Context Window Budget

Real numbers. No hand-waving. Updated as the project grows.

Both Claude Sonnet 4 and Claude Opus 4 have a 200K token standard context window. Each agent runs in its own window, so the coordinator is the only shared overhead.

What	Tokens	% of 200K context	When
Coordinator (squad.agent.md)	~26,300	13.2%	Every message
Agent spawn overhead (charter ~750 + inlined in prompt)	~750	0.4%	When spawned
decisions.md (shared brain — read by every agent)	~32,600	16.3%	When spawned
Agent history (varies: 1K fresh → 12K veteran)	~1,000–12,000	0.5–6.0%	When spawned
Total agent load (charter + decisions + history)	~34,000–45,000	17–23%	When spawned
Remaining for actual work	~155,000–166,000	78–83%	Always

v0.4.0 context optimization (Feb 2026): We ran a context budget audit and found decisions.md had ballooned to ~80K tokens (40% of context) after 250+ accumulated decision blocks.
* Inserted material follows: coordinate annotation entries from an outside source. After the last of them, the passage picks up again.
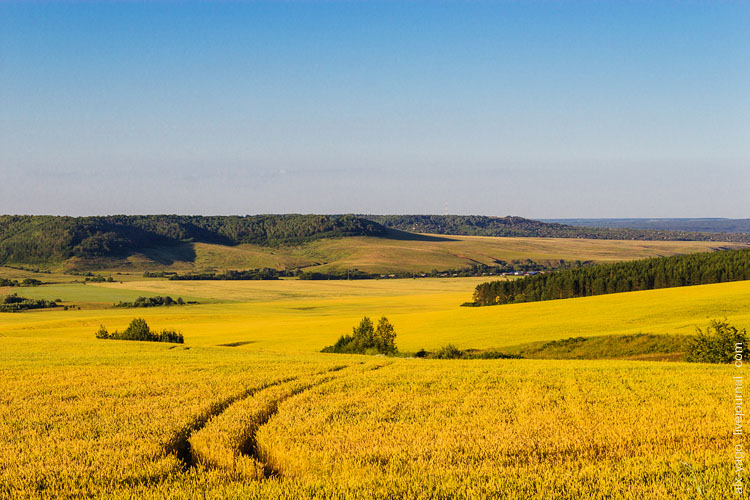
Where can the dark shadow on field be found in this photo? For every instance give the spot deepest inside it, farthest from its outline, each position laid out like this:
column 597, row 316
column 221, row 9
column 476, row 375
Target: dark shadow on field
column 168, row 254
column 395, row 234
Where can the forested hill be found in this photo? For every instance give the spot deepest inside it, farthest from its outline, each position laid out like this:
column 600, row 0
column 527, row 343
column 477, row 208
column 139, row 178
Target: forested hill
column 479, row 225
column 36, row 239
column 646, row 274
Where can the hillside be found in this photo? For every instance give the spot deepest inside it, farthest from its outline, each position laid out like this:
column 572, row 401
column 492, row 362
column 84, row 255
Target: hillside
column 312, row 242
column 479, row 225
column 44, row 239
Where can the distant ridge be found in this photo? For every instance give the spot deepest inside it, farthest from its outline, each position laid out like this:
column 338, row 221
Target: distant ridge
column 41, row 238
column 710, row 225
column 512, row 226
column 96, row 242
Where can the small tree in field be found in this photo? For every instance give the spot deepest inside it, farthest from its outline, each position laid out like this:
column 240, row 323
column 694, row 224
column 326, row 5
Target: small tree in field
column 717, row 343
column 385, row 337
column 366, row 339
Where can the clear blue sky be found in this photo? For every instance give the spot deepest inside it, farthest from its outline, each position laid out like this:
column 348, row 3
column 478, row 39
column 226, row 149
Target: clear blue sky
column 538, row 109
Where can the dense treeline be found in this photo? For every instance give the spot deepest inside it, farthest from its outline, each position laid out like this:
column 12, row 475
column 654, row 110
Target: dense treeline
column 14, row 303
column 646, row 274
column 249, row 274
column 32, row 238
column 24, row 282
column 502, row 267
column 157, row 301
column 479, row 225
column 138, row 329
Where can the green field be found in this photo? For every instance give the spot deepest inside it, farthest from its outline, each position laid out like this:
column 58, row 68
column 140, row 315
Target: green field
column 307, row 315
column 249, row 408
column 404, row 252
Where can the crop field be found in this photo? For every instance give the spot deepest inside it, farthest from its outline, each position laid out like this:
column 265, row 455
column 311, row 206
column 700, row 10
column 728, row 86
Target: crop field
column 249, row 408
column 410, row 253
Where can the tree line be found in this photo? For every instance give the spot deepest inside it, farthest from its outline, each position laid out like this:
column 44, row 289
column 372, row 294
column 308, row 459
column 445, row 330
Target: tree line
column 646, row 274
column 37, row 239
column 14, row 303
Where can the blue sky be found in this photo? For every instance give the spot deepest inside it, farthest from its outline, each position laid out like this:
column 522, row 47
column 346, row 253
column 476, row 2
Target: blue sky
column 538, row 109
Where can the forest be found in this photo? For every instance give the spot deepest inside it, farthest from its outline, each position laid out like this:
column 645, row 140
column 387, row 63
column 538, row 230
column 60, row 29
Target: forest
column 645, row 274
column 41, row 239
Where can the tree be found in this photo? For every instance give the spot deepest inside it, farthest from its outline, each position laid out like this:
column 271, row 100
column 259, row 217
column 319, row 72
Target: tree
column 366, row 339
column 716, row 344
column 385, row 336
column 137, row 330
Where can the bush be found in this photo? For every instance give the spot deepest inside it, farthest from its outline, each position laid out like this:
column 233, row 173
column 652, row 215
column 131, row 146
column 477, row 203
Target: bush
column 716, row 344
column 102, row 333
column 138, row 329
column 366, row 339
column 449, row 352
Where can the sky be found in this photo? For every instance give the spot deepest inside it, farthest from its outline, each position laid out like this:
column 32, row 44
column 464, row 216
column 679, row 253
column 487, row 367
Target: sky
column 539, row 109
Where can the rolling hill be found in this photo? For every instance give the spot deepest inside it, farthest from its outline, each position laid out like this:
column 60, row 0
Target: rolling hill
column 320, row 242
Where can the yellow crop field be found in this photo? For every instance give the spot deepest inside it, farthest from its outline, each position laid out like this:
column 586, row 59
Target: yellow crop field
column 249, row 408
column 307, row 315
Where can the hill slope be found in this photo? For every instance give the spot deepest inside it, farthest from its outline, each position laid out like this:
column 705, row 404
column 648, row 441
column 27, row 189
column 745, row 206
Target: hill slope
column 44, row 239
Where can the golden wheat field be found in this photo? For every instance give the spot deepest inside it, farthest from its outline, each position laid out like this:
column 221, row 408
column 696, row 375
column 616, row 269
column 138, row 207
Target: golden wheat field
column 249, row 408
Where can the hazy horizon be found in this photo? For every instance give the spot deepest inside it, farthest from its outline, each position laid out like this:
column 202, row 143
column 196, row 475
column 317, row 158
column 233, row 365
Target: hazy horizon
column 542, row 110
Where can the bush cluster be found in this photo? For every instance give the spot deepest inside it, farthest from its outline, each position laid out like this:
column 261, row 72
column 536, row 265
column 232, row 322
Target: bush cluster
column 718, row 343
column 138, row 329
column 152, row 302
column 367, row 339
column 14, row 303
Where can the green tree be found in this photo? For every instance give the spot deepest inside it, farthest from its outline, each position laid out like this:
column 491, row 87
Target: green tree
column 385, row 337
column 717, row 343
column 366, row 339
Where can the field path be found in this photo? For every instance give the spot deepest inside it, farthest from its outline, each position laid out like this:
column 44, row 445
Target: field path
column 227, row 440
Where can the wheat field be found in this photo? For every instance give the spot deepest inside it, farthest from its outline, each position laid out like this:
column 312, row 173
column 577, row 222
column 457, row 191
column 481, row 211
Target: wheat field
column 248, row 407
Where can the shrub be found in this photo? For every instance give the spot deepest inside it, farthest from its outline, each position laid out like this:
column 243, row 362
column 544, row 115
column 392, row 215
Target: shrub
column 449, row 352
column 138, row 329
column 102, row 333
column 366, row 339
column 716, row 344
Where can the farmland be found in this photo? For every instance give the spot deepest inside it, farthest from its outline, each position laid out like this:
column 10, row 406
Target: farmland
column 248, row 407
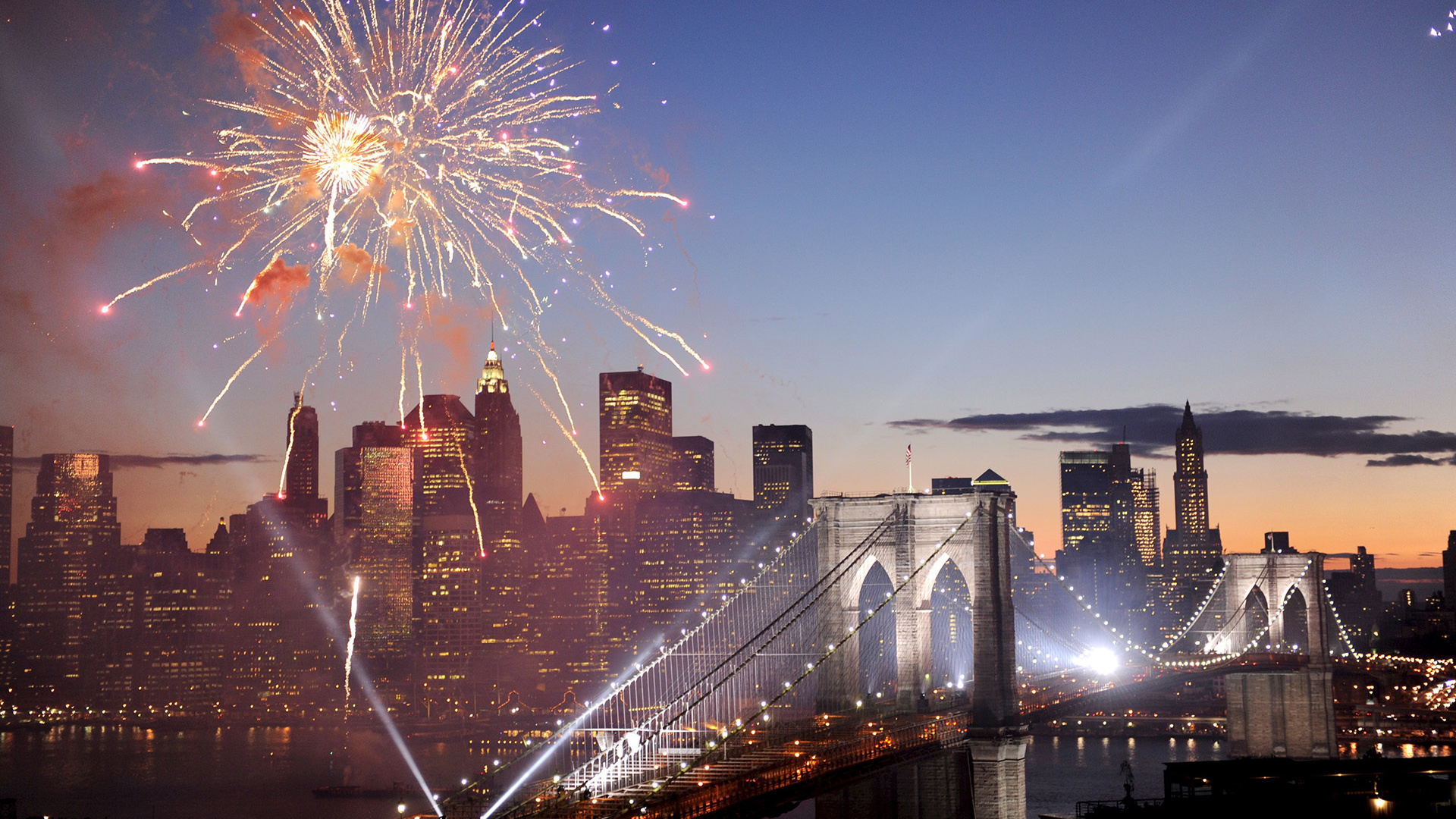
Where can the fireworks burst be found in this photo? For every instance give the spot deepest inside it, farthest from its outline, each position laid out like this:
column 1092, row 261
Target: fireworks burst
column 348, row 653
column 403, row 148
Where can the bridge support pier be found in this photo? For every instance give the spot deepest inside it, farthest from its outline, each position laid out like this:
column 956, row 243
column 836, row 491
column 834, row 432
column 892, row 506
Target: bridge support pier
column 1289, row 714
column 998, row 771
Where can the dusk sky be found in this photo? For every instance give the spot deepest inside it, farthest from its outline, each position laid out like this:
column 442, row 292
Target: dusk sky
column 987, row 231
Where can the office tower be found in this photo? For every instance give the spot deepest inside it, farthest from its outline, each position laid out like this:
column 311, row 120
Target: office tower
column 783, row 469
column 449, row 580
column 281, row 654
column 1193, row 551
column 692, row 464
column 73, row 525
column 302, row 469
column 691, row 551
column 8, row 556
column 498, row 500
column 1100, row 556
column 1356, row 598
column 637, row 430
column 375, row 532
column 1147, row 516
column 443, row 430
column 1087, row 496
column 570, row 613
column 182, row 605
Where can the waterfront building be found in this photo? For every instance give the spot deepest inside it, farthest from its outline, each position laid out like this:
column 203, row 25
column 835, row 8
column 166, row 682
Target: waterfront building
column 375, row 532
column 452, row 544
column 635, row 416
column 8, row 557
column 498, row 503
column 693, row 468
column 691, row 550
column 73, row 525
column 1193, row 550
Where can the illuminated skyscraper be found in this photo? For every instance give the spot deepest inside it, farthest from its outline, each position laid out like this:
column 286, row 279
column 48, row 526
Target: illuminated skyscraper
column 1193, row 551
column 691, row 547
column 1100, row 556
column 1087, row 496
column 443, row 430
column 783, row 469
column 498, row 499
column 302, row 472
column 300, row 484
column 281, row 656
column 8, row 556
column 693, row 465
column 73, row 526
column 449, row 580
column 637, row 430
column 1147, row 516
column 375, row 528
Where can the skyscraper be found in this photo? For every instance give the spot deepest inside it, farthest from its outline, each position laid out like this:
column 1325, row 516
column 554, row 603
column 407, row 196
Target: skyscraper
column 302, row 472
column 637, row 428
column 1147, row 516
column 8, row 556
column 73, row 526
column 1193, row 551
column 300, row 480
column 693, row 465
column 452, row 539
column 443, row 430
column 375, row 531
column 783, row 469
column 1100, row 554
column 691, row 550
column 1087, row 496
column 1449, row 569
column 498, row 499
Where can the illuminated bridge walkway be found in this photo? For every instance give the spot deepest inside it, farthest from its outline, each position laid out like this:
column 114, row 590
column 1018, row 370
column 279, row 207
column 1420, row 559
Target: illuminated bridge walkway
column 862, row 646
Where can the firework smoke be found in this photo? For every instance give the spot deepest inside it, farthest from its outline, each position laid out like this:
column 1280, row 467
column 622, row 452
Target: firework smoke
column 408, row 148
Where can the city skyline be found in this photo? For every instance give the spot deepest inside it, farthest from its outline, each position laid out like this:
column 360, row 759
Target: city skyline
column 1201, row 167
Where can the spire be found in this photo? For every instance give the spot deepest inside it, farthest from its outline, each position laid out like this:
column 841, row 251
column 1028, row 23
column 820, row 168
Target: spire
column 492, row 375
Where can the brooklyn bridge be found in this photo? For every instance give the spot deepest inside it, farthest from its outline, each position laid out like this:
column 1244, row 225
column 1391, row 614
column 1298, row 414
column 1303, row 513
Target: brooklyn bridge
column 835, row 670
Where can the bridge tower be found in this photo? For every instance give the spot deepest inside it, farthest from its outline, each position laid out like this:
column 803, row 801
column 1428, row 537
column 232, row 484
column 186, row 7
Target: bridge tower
column 1288, row 713
column 996, row 741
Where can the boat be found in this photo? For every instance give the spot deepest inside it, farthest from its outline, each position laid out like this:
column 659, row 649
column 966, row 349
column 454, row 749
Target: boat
column 360, row 792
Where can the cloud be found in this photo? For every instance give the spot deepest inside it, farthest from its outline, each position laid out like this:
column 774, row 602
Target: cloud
column 159, row 461
column 1408, row 461
column 1150, row 428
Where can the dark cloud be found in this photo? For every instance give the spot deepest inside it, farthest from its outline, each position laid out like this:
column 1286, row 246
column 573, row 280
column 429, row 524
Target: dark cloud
column 1408, row 461
column 159, row 461
column 1149, row 430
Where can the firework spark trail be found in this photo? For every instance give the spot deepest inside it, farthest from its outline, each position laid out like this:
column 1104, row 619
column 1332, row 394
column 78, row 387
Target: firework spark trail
column 200, row 264
column 287, row 455
column 348, row 654
column 570, row 438
column 413, row 131
column 237, row 372
column 469, row 491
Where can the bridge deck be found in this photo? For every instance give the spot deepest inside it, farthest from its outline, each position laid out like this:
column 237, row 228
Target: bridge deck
column 785, row 764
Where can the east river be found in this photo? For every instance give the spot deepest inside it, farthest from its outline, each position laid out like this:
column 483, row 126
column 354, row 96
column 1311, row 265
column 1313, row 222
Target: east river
column 107, row 773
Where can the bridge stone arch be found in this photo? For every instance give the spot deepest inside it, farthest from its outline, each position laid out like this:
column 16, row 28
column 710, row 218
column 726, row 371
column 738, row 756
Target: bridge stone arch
column 1279, row 576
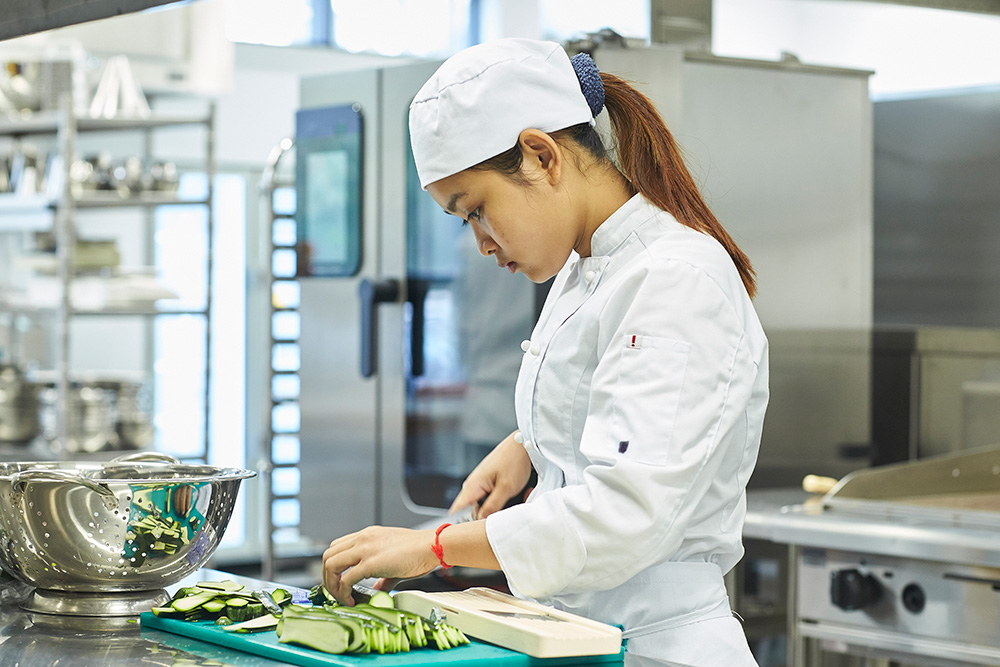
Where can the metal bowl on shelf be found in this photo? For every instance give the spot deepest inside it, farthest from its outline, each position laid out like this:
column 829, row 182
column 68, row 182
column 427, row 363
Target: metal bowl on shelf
column 105, row 539
column 19, row 406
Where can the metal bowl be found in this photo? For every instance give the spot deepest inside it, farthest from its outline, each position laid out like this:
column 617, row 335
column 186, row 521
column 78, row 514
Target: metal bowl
column 113, row 533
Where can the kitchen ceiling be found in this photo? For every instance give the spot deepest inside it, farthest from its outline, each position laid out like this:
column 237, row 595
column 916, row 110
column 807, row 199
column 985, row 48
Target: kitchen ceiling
column 23, row 17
Combined with spawn template duplication in the coordinator, agents were working with barely half a context window. Three targeted optimizations shipped:

decisions.md pruning — 251 blocks → 78 active decisions. Stale sprint artifacts, completed analysis docs, and one-time planning fragments archived to decisions-archive.md. Nothing deleted — full history preserved.
Spawn template deduplication — Three near-identical templates (background, sync, generic) collapsed to one. Saved ~3,600 tokens in the coordinator prompt.
Init Mode compression — 84 lines of first-run-only instructions compressed to 48 lines. Same behavior, less prose.

Result: Per-agent spawn cost dropped from 41–46% to 17–23% of context. Agents now have ~78–83% of their context window for actual work, up from ~54–59%. As your squad runs more sessions and accumulates more decisions, Scribe's history summarization keeps per-agent history bounded. For decisions.md, a Scribe-driven automated pruning system is planned for v0.5.0 (see issue #37) — until then, the archive pattern keeps the shared brain lean.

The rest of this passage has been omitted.